Por sus altísimas columnas, sus obeliscos, la profusión de jeroglíficos tallados más hondo en la piedra; por su amplitud inabarcable, las delicadas pinturas que persisten en sus techos, las esculturas de escarabajo y los incontables trozos de piedras rotos por el tiempo y el viento, Karnak es quizá uno de los sitios que más impresiona.
FARAONES Y COLOSOS.
En los valles de los Reyes y las Reinas, las tumbas de los faraones se escondían disimuladas bajo colinas de arena y piedras. Las entradas son estrechos túneles que penetran en interiores oscuros. No obstante, casi todas ellas fueron saqueadas. La de Tutankamón es la excepción más celebre. Para resguardarlos de la profanación, los sacerdotes volvieron a enterrar los cuerpos momificados de los monarcas en escondites de los alrededores del valle. Para la historia quedaron las delicadas y coloridas pinturas dentro de las moradas fúnebres: sus colores parecen no haber sufrido con el paso de los siglos y su belleza se conserva inalterada, obligando al asombro.
El Templo de Hatsepsut da la impresión de estar esculpido en la roca de una altísima meseta, o de recostarse sobre su pared casi plana con sus tres terrazas dominadas por una gran rampa. Sus líneas modernas, casi futuristas, son el legado de una mujer amante de la cultura y las artes, que gobernó los destinos de Egipto durante 30 años.
Cerca de allí, en la orilla oeste del Nilo, pueden visitarse los Colosos de Memnón, que custodiaban el camino al templo funerario del faraón Amenohotep III. Las dos figuras de más de 15 m., talladas en un solo bloque de piedra arenisca, sufrieron las consecuencias del terremoto del año 27 a.C. Cuentan que esas grietas dieron origen a la leyenda del oráculo de Memnón que, cada amanecer hacía extraños ruidos interpretados como consejos por célebres personajes del período ptolomeico. Para ganarse el favor de los colosos, el emperador romano Septimio Severo ordenó restaurar las rajaduras, terminando así con el canto profético de la estatua.

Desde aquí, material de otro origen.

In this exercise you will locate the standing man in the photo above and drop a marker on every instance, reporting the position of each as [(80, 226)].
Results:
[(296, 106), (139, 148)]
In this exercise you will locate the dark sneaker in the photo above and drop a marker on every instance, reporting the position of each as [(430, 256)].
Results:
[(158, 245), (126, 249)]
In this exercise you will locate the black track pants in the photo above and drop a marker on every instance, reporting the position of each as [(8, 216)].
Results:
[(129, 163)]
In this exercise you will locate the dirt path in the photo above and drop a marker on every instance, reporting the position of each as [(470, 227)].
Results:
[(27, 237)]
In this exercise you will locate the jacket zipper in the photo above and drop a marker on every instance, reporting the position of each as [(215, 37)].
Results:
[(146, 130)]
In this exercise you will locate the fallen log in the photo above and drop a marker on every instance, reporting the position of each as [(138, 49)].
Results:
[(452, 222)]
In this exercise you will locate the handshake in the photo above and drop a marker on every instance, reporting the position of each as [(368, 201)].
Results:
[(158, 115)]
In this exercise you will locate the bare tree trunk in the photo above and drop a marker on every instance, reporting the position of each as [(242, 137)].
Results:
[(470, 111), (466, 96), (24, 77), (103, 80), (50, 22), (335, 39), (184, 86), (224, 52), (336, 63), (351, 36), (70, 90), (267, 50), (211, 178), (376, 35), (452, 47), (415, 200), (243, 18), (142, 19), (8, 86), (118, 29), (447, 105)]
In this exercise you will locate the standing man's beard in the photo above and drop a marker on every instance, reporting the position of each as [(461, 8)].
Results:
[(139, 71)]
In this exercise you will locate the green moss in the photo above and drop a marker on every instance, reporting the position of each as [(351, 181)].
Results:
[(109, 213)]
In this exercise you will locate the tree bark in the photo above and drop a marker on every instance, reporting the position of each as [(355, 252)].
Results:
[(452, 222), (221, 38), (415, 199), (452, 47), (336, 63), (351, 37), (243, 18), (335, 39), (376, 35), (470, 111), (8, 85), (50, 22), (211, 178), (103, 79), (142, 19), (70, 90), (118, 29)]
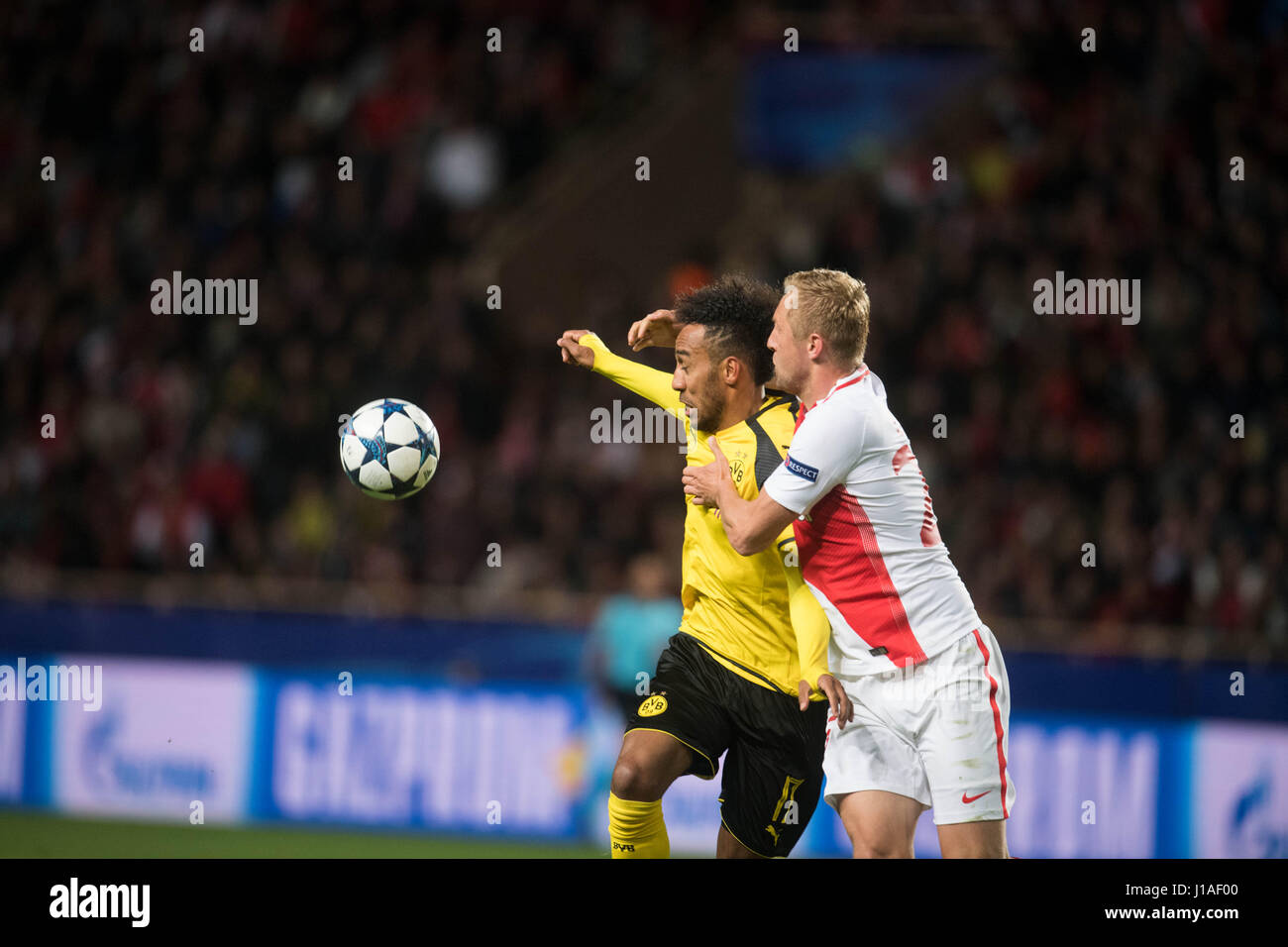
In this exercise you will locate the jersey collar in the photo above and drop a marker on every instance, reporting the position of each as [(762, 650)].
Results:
[(853, 377)]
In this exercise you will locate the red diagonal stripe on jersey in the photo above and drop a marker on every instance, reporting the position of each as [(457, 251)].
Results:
[(997, 720), (840, 557)]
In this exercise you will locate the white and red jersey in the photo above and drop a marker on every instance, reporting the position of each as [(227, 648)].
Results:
[(867, 535)]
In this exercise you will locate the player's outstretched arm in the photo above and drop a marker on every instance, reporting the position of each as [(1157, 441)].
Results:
[(656, 329), (583, 347), (751, 525)]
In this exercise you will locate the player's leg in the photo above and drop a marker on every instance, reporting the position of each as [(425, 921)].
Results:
[(773, 772), (677, 729), (974, 840), (875, 777), (965, 746), (880, 823), (647, 766)]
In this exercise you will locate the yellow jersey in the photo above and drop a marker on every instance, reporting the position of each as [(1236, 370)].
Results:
[(754, 613)]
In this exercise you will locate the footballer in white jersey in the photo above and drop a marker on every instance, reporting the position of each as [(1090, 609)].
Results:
[(925, 676)]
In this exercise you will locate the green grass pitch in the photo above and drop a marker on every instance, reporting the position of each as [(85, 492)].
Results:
[(25, 834)]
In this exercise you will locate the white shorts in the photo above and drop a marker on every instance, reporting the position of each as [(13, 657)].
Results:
[(936, 733)]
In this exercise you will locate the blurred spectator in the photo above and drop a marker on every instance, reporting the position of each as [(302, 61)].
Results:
[(631, 630)]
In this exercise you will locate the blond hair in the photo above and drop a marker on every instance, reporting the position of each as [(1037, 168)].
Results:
[(835, 305)]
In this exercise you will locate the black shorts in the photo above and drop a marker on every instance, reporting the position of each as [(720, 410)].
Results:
[(774, 770)]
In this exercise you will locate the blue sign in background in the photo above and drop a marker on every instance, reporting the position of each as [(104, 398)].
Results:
[(1108, 755)]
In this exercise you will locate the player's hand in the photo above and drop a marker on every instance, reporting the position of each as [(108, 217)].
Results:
[(837, 701), (656, 329), (574, 352), (703, 482)]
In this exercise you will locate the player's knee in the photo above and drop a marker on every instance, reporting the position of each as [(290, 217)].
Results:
[(635, 780), (881, 848)]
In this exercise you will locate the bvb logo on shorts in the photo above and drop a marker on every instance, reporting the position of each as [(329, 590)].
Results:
[(652, 706)]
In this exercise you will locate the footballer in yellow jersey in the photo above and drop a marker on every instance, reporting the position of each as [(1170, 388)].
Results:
[(747, 671)]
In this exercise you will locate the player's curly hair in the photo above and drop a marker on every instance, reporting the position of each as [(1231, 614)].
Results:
[(737, 313)]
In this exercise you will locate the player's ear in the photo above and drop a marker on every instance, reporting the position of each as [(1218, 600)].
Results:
[(732, 371)]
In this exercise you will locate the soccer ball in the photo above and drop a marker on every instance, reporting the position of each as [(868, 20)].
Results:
[(389, 449)]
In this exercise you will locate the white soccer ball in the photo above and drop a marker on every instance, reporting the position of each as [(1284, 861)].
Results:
[(389, 449)]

De vuelta en El Cairo, una buena despedida es volver a Giza para ver un espectáculo de luz y sonido en las pirámides que, en un didáctico y conmovedor resumen, narra la historia del antiguo Egipto y hasta hace hablar a la esfinge.

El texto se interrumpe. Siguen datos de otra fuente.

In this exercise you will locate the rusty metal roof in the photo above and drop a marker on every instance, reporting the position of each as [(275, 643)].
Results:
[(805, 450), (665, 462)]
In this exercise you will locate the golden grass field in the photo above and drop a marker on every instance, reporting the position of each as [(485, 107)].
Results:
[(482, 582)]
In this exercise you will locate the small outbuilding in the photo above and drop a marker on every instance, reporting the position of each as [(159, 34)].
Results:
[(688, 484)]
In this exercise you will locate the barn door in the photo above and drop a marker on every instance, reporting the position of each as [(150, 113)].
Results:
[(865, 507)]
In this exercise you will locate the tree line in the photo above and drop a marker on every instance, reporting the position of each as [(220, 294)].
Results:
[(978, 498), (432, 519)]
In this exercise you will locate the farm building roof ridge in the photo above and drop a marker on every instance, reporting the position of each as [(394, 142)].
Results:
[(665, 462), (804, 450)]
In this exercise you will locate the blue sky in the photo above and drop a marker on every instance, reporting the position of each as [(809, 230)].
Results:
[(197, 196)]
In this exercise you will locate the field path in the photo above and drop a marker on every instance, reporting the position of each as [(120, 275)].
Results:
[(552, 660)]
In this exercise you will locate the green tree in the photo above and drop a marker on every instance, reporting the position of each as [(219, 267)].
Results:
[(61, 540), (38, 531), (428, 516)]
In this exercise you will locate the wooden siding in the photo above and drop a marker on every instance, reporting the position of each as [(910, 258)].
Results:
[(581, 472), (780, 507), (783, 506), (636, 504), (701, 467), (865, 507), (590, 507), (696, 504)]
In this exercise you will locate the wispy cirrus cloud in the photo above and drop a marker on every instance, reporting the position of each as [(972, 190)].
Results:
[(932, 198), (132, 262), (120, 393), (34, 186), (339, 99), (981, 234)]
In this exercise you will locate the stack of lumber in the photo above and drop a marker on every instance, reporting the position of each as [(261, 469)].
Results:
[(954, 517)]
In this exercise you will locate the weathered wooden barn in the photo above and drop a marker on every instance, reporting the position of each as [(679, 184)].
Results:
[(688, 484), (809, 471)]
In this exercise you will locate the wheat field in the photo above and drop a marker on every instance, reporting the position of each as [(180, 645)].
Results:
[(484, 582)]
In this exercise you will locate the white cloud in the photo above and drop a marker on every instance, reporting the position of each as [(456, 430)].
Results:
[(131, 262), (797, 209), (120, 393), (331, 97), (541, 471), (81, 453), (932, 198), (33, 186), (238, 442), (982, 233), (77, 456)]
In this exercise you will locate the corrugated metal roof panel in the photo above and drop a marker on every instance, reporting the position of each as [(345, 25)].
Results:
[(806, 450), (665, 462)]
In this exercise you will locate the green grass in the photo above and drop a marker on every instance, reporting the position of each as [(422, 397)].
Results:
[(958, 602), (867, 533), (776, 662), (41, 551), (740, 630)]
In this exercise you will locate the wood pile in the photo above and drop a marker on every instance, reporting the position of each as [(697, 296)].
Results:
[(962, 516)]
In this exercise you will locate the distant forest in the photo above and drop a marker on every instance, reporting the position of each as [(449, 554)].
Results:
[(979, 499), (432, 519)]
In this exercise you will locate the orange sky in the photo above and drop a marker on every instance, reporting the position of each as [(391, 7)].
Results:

Los jeroglíficos de la historia
Cómo llegar: no existen vuelos directos. Las rutas más habituales y convenientes por su conectividad son desde Madrid o Roma.
Visa: se requiere un visado que se tramita en el destino (solo hay que comprar una estampilla) con un valor de US$ 30. Además, es necesario tener pasaporte con una validez mínima de seis meses.
Clima: Egipto tiene una estación cálida (de mayo a septiembre) y una fría (de noviembre a marzo). En los desiertos se registra una gran amplitud térmica que puede ir desde los 46ºC durante las horas de sol a los 6 ºC después del atardecer, y en invierno caer por debajo de los 0º C. Se considera que la mejor época para visitar el país es en primavera (de marzo a mayo) o en octubre, aunque los meses de invierno son también una buena alternativa.
Moneda y formas de pago: la moneda oficial es la libra egipcia (1 US$ = 6 libras egipcias) aunque el dólar estadounidense y el euro son ampliamente aceptados. Conviene tener en cuenta que en Egipto todos los precios se regatean. Aunque no hay normas, se puede considerar que el monto a pagar debería ser igual o menor a la mitad del primer precio que ofrezca el vendedor.